In the instant case, the prosecution established by positive, strong, and convincing evidence that petitioner and his co-accused were caught red-handed by a team from the PAF Special Operations Squadron, while in the possession of highly dutiable articles inside the premises of the airport. The contraband items were taken by petitioner and his co-accused from a PAL plane which arrived from Hong Kong on the night of June 3, 1994. Petitioner and his colleagues then attempted to bring out these items in the cover of darkness by concealing them inside their uniforms.  When confronted by the PAF team, they were unable to satisfactorily explain why the questioned articles were in their possession.  They could not present any document to prove lawful importation.  Thus, their conviction must necessarily be upheld.  Clearly, the Court of Appeals committed no reversible error in affirming the trial court’s Decision convicting petitioner and his co-accused.

WHEREFORE, the petition is DENIED.  The appealed Decision and Resolution of the Court of Appeals in CA-G.R. CR No. 20186 are AFFIRMED IN ALL RESPECTS.  Costs against the petitioner.

SO ORDERED.

Panganiban, (Chairman), Corona, Carpio-Morales, and Garcia, JJ., concur.



[1] Filed under Rule 45 of the 1997 Rules of Civil Procedure, as amended.

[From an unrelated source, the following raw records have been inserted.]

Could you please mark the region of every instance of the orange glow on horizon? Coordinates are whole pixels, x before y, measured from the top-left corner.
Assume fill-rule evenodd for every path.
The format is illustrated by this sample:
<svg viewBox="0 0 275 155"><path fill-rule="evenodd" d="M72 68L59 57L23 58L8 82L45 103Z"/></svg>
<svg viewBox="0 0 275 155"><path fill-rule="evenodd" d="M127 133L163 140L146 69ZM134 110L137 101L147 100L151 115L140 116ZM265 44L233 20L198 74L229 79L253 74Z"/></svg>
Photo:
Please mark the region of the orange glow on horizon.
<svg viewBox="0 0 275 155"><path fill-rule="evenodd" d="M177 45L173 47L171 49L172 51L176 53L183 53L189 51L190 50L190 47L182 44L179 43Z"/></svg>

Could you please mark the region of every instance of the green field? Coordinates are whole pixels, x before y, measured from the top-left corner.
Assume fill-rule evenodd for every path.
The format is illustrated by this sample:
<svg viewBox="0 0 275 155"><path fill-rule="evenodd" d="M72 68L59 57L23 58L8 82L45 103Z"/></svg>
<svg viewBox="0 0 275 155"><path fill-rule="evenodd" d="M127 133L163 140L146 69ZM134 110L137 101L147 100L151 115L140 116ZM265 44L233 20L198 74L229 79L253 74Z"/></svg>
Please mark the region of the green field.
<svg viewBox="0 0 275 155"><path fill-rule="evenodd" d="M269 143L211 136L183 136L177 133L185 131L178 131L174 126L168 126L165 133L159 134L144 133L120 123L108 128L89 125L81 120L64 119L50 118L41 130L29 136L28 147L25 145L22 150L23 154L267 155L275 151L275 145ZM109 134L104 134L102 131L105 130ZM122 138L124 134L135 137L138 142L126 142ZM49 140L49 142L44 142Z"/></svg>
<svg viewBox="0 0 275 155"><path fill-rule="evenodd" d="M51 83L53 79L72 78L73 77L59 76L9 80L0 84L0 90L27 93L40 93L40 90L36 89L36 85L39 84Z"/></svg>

[2] Penned by Associate Justice Bernardo Ll. Salas (retired) and concurred in by Associate Justice Presbitero J. Velasco, Jr. (now Court Administrator) and Associate Justice Edgardo P. Cruz; Rollo at 176-192.

[3] Id. at 96.

[4] Exh. “A” for the prosecution.   The packets as labeled and weighed by Balatbat were as follows: Package # 1 – 1.8 kilos, # 2 – 2 kilos, # 3 – 2.1 kilos, # 4 – 1.9 kilos, # 5- 1.4 kilos, # 6 – 1.3 kilos, # 7 – 1.7 kilos, # 8 – 2.3 kilos, # 9-2.3 kilos, # 10 – 1.8 kilos, # 11 – 1.25 kilos, # 12 – 1. 15 kilos, and # 13-0.45 kilo.

[5] Rollo at 131-132.

[6] Id. at 191.

[7] Id. at 194.

[8] Id. at 41-42.

[9] G.R. No. 69955, September 4, 1986, 144 SCRA 1.

[10] People vs. Canton, G.R. No. 148825, December 27, 2002, 394 SCRA 478, 485, citing People vs. Chua Ho San, 308 SCRA 432 (1999); People vs. Figueroa, 335 SCRA 249 (2000); People vs. Fernandez, 372 SCRA 608 (2001).

[11] People vs. CFI of Rizal, Br. IX, No. L-41686, November 17, 1980, 101 SCRA 86.

[12] G.R. No. 27360, February 28, 1968, 22 SCRA 857.

[13] See Viduya vs. Berdiago, G.R. No. 29218, October 29, 1976, 73 SCRA 553; People vs. CFI of Rizal, Br. IX, G.R. No. 41686, November 17, 1980, 101 SCRA 86.

[14] People vs. CFI of Rizal, Br. IX, supra, citing Caroll vs. United States, 267 US 131 (1924).

[15] People vs. Mationg, G.R. No. 137989, March 27, 2001, 355 SCRA 458, 472, citing People vs. Castor, 215 SCRA 410 (1992); People vs. Lase, 219 SCRA 589 (1993); People vs. Jumamoy, 221 SCRA 333 (1993).

[16] People vs. Garcia, G.R. Nos. 133489 & 143970, January 15, 2002, 373 SCRA 134, citing People vs. Salimbago, 314 SCRA 282 (1999); People vs. Ramos, 309 SCRA 643 (1999).

[17] Rodriguez vs. Court of Appeals, G.R. No. 115218, September 18, 1995, 248 SCRA 288.

[18] Llamado vs. Commissioner of Customs, G.R. No. 28809, May 16, 1983, 122 SCRA 118.